Le ministre gouverneur du District autonome d'Abidjan, Cissé Ibrahima Bacongo s'engage en faveur d'un développement urbain durable et résilient
Le District autonome d’Abidjan a lancé dans la matinée de ce mardi 2 juin 2026, une opération de « restauration de l’ordre urbain » dans la commune de Port-Bouët, précisément au quartier Vridi 3 ou encore Zimbabwe.
« Cette intervention s’inscrit dans le cadre de la politique de prévention des risques et de protection des populations exposées aux dangers liés à l’occupation de zones jugées à risque.

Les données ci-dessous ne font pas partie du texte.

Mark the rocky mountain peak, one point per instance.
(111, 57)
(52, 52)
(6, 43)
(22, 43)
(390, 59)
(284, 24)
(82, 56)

Il s’agissait de faire comprendre aux populations concernées l’urgence de quitter cette zone de non-vie qui les expose à des risques majeurs de santé publique ainsi qu’à des pertes en vies humaines», selon un communiqué signé du directeur de l’information, de la communication et des Tics, Baba Coulibaly Nicolas. Il indique que cette opération avait été annoncée depuis 2024 à travers des mises en demeure et des campagnes de sensibilisation menées sur le terrain, auprès des populations concernées.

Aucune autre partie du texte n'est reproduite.